Von Ferdinand Stolle.[1]

Zwei Tage war ich nicht auf mein Dachstübchen gekommen. Die Fenster hatten selbst die Nächte offen gestanden. Da waren die Weinreben neugierig herein gekommen, hatten das Fensterkreuz umklammert und rankten nun am Gesims empor, mit grünen Fingern immer weiter tastend. Die bethauten Schößlinge schauten so sicher und vertrauend, als wollten sie sagen: „Nicht wahr, Du störst uns nicht und läßt uns hier fröhlich grünen und blühen, wie unser Schöpfer es geboten?“ Ich betrachtete sinnend die kleine Schöpfung, und es that mir weh, die prachtvolle Arbeit zurückbiegen zu müssen, um ihr außerhalb des Fensters ein Plätzchen zum Weitergrünen anzuweisen.

Fröhlicher Weinbau, holdseliger Gnadenquell, wenn deine Perlen dem Goldgrunde des Römers einsteigen, dein Duft die Seele durchzieht, wer ahnet die zahllosen Mühen, Sorgen und Aengste, die diese Perlen gekostet, vom ersten Himmelsaufblicke des keimenden Auges bis zur schwellenden Traube hinter dunklem Blattgrün! Die Sorge des Weinbauers schläft nie. Je kostbarer das Pfand, das ihr anvertraut, desto zahlreicher die Feinde, die ihm offen und im Geheimen nachstellen. Ist es doch, als hätten sich eigens böse Mächte gegen die Himmelsgabe des Weins verschworen, um sie den Menschen zu verleiden.

Denn nicht immer deckt der Winter die nackten Reben mit wärmendem Schneemantel. Die Nord- und Ostwinde wehen erkältend über die Schutzlosen, oder das Glatteis dringt ertödtend bis zum innersten Geäder, die Mühen des Winzers auf Jahre vernichtend.

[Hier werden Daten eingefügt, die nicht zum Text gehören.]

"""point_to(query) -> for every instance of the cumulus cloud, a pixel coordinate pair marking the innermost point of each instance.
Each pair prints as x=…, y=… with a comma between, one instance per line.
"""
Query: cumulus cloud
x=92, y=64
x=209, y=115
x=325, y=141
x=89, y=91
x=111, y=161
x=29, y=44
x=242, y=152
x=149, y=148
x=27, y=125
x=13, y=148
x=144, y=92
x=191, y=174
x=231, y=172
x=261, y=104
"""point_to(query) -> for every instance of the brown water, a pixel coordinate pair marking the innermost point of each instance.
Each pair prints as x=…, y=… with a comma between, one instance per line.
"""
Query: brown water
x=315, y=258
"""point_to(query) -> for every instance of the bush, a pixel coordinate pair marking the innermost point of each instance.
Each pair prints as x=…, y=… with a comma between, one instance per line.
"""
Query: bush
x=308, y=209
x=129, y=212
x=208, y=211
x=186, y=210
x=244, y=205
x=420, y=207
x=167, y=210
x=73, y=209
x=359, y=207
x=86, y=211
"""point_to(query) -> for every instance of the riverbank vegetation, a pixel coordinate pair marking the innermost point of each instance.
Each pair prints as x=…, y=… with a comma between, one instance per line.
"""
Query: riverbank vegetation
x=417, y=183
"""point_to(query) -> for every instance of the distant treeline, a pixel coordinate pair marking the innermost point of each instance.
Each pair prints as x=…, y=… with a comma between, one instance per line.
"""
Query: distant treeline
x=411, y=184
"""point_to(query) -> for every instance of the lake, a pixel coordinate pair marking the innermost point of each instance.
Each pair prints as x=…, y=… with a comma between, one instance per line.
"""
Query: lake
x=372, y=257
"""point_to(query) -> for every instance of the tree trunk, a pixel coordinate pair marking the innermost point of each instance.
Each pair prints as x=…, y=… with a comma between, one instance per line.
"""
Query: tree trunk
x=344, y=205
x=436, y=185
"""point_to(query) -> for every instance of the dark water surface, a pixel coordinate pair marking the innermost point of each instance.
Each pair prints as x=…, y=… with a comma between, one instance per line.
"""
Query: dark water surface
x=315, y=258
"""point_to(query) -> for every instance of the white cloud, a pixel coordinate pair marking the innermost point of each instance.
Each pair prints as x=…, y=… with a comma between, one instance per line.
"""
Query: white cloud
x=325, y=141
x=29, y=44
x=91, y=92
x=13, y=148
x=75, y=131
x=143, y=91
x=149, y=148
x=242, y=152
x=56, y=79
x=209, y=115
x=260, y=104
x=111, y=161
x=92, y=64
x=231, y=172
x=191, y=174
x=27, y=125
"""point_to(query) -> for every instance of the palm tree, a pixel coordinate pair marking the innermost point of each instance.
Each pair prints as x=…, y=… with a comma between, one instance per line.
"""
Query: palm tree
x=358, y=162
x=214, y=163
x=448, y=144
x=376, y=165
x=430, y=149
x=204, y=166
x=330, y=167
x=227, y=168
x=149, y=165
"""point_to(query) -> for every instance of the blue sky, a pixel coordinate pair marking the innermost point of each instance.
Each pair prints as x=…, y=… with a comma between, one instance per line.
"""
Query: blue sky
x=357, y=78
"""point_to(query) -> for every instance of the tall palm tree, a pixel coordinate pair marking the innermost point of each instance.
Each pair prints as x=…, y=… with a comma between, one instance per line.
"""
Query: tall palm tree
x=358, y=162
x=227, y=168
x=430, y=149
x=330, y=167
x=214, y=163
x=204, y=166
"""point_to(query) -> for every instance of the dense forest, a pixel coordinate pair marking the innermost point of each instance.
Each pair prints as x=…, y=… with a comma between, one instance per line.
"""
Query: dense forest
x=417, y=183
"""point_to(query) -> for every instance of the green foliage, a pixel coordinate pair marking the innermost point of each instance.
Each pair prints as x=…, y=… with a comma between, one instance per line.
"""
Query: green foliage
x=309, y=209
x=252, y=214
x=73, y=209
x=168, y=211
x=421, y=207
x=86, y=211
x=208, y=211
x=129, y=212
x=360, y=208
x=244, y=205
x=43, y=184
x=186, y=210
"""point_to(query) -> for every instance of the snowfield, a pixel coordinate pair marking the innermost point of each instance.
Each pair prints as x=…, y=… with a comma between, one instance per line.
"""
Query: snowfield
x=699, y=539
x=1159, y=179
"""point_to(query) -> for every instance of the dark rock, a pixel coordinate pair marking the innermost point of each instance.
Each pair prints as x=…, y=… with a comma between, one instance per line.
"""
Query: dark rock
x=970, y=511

Ging der Barfrost gnädig vorüber, verläßt die Rebe ihr Winterlager und wird am stützenden Stabe emporgerichtet, wird es in ihrem Innern wach, brechen aus schwellenden Augen die Thränen und keimt das erste Hoffnungsgrün am braunen Holze, wie besorgt schaut da der Winzer gen Himmel, wenn die Sonne golden untergegangen, heimtückischen Spätfrost befürchtend! Wohl hat er Wasserkübel in die Pflanzung gestellt, Feuer angezündet, auch wohl Strohseile gezogen; aber in früher Morgenstunde weht es eisig über die Berge. Die zarten Träublein vermögen dem tödtlichen Hauche nicht zu widerstehen. Die aufgehende Sonne beleuchtet ein weißes Todtenfeld. Schmelzen dann auch ihre Strahlen den schneeigen Reif, der die Reben wie überzuckert hält, die kleinen Trauben hängen gebrochen die Köpfchen, kein Lerchensang ruft sie wach, und der arme Winzer wandelt mit den Seinen trauernd durch seine Lieblinge, die noch gestern Abend so hoffnungsreich aufschauten und das gesegnetste Weinjahr versprachen.

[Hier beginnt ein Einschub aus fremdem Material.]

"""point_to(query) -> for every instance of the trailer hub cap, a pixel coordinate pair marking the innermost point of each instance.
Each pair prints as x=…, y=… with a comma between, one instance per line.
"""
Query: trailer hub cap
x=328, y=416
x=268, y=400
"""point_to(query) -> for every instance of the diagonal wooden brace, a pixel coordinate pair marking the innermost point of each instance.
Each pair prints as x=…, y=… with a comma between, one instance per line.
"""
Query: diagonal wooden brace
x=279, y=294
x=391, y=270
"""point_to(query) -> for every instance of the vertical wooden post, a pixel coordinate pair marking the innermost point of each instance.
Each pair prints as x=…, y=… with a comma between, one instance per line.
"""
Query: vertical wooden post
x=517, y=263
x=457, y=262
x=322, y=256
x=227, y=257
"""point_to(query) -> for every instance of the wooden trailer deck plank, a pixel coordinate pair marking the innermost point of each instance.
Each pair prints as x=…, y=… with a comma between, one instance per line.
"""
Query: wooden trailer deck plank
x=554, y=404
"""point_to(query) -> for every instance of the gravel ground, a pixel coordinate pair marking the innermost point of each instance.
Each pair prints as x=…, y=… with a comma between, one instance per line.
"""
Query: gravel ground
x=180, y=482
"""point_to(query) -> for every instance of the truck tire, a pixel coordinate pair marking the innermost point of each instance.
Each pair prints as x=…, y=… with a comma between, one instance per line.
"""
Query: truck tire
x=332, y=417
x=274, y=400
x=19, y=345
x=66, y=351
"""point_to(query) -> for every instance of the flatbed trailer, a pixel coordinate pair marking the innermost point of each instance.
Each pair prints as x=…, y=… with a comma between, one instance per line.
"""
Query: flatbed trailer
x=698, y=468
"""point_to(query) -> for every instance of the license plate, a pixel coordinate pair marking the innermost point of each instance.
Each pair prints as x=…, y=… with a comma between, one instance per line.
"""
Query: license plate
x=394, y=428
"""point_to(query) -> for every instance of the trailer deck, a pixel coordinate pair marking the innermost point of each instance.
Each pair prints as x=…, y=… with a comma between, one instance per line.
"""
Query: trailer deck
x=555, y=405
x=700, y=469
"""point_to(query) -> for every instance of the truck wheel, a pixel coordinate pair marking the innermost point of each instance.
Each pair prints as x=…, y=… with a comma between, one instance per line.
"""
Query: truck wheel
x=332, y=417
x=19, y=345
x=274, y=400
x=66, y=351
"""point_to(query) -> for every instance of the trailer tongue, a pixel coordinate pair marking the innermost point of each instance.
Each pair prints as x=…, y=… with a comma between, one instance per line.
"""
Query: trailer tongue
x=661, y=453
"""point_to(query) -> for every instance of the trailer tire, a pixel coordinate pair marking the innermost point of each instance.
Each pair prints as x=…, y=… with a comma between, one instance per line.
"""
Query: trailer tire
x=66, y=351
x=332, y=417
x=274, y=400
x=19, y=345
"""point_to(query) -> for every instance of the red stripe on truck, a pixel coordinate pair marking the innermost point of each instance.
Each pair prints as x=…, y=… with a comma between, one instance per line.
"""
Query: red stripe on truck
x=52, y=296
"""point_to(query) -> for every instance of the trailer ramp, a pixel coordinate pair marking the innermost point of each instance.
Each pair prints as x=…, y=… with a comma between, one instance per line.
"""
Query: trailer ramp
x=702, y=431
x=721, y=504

Sind aber die bösen Nächte der Weinmörder vorüber, wie eilt der Winzer am Morgen des vierzehnten Mai besorgten Herzens hinaus in die Weinflur! Und siehe, seine Lieblinge sind alle wohl erhalten und lächeln unversehrt. Wie füllt sich sein Herz mit Freude und Dank, und er bittet Gott um ferneres Gedeihen. Aber kaum hat sich das Silberhorn des Mondes von Neuem gefüllt, neue Sorge! Bei den Träubchen, die fröhlich hervorwachsen, naht die Zeit, wo die unter den zartesten grünen Mützchen verborgnen Blüthen diese abstoßen sollen, um im Goldstrahl der Sonne oder in weicher Mondnacht ihren duftenden Liebesfrühling zu feiern. Da aus den Blumenkronen des hohen Frühlings steigt ein neuer Feind empor. Es ist der Tag des heiligen Medardus. Ist das auch ein mörderischer Wintergeist? Nein, am achten Juni hat der Winter in den Gegenden des fröhlichen Weinbaues nicht mehr zu gebieten. An seine Stelle ist der kalte, verdrießliche Regengott getreten.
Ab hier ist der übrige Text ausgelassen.